Multiple studies with rigorous designs demonstrate that financial literacy programs are a well-supported strategy for improving financial knowledge and changing financial behaviors.

  • A 2020 meta-analysis found that financial education programs have a positive effect on financial knowledge and financial behaviors.

  • A 2018 systematic review found that participation in a financial literacy program is associated with improvements in financial knowledge, attitudes, and self-reported behavior for children and adolescents.

  • Tailor instruction to participants: When delivering a financial literacy course, educators should first assess students’ financial wellbeing. By identifying each student’s needs and interests, educators can increase the relevance of the curriculum to each particular class. The U.S. Consumer Financial Protection Bureau (CFPB) offers a financial wellbeing questionnaire designed for use by financial literacy educators.

  • Focus on skill building: For knowledge about financial products and services to transfer into behavioral change, individuals need specific skills to achieve their financial goals.
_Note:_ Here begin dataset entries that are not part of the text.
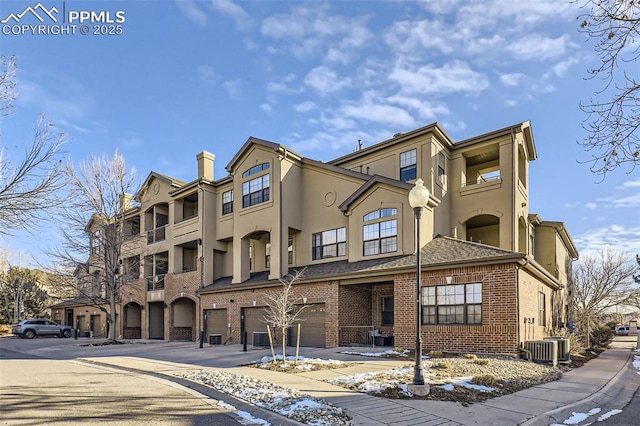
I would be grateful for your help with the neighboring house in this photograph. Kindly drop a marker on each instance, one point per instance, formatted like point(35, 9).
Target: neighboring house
point(493, 274)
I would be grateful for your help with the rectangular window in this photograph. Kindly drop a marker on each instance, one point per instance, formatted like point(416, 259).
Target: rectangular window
point(255, 191)
point(331, 243)
point(542, 311)
point(408, 165)
point(452, 304)
point(381, 237)
point(441, 169)
point(227, 202)
point(387, 311)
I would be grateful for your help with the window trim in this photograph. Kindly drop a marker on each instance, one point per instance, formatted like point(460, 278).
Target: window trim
point(227, 206)
point(256, 169)
point(318, 250)
point(248, 199)
point(405, 157)
point(432, 311)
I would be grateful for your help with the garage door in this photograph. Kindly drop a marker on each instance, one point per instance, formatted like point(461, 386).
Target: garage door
point(217, 329)
point(312, 328)
point(254, 323)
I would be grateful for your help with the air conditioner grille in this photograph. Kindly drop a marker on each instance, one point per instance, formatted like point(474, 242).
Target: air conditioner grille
point(543, 350)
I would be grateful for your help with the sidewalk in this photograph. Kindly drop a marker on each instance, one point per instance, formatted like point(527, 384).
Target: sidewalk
point(605, 381)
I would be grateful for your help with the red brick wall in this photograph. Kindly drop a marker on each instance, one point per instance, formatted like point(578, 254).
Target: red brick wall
point(498, 332)
point(355, 305)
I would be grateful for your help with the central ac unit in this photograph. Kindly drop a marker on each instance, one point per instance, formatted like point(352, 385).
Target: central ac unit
point(543, 350)
point(564, 348)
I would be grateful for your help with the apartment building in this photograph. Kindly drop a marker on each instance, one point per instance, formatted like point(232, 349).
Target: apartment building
point(204, 256)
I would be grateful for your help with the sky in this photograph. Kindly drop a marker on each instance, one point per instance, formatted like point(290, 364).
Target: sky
point(169, 79)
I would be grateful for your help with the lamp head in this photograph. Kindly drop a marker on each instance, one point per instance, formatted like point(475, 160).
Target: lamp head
point(419, 195)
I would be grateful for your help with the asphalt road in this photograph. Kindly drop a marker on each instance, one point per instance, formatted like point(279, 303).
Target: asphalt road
point(39, 391)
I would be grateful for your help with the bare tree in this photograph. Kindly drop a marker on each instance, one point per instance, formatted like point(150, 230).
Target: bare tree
point(281, 309)
point(95, 233)
point(30, 184)
point(614, 111)
point(600, 283)
point(22, 295)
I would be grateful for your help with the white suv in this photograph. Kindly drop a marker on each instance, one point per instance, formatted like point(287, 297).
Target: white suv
point(31, 328)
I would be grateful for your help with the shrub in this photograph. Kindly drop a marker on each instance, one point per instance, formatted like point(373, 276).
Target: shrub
point(485, 380)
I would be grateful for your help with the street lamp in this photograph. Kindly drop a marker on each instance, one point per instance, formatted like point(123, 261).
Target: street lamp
point(418, 198)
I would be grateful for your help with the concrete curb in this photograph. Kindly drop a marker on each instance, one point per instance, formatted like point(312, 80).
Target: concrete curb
point(605, 394)
point(205, 392)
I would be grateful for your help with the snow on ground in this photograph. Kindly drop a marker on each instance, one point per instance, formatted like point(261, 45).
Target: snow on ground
point(300, 363)
point(287, 402)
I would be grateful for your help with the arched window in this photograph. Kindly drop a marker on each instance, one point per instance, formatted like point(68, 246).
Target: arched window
point(380, 236)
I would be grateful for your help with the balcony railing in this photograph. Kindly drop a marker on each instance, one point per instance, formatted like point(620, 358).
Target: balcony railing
point(155, 282)
point(480, 180)
point(155, 235)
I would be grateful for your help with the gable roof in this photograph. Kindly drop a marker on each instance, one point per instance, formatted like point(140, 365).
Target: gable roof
point(435, 128)
point(257, 141)
point(524, 127)
point(155, 175)
point(373, 180)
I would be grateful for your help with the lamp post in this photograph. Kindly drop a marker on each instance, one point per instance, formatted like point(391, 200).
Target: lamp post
point(418, 198)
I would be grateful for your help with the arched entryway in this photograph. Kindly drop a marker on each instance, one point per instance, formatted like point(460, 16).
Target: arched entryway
point(183, 320)
point(132, 321)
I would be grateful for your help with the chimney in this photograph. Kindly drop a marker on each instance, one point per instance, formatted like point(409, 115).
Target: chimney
point(125, 202)
point(205, 165)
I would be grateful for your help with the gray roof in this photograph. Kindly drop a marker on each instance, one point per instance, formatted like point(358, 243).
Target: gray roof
point(438, 253)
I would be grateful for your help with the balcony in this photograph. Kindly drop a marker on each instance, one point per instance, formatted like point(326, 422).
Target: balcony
point(156, 235)
point(155, 282)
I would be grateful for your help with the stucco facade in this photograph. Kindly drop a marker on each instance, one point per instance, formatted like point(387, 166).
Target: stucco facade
point(217, 249)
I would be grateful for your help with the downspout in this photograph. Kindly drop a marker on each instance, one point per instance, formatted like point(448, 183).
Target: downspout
point(526, 262)
point(514, 183)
As such, financial literacy programs should support participants in practicing relevant skills, such as locating and properly interpreting information related to financial decisions. Selecting topics that are timely and relevant to participants' lives can provide opportunities to apply learning outside of the classroom.

  • Provide ongoing support: Financial literacy programs are most effective when they provide participants with opportunities to build knowledge and skills, set goals, and receive feedback on their financial decisions over time. As such, offering one-on-one financial counseling may be an effective strategy to support participants in reaching their financial goals.

  • Evaluate program impact: Financial literacy programs should nurture a culture of continuous improvement by establishing procedures for data collection, analysis, and reporting. By monitoring program performance, educators can increase the program’s effectiveness and demonstrate its impact to key stakeholders. The CFPB and the National Endowment for Financial Education offer tools to assist in evaluation.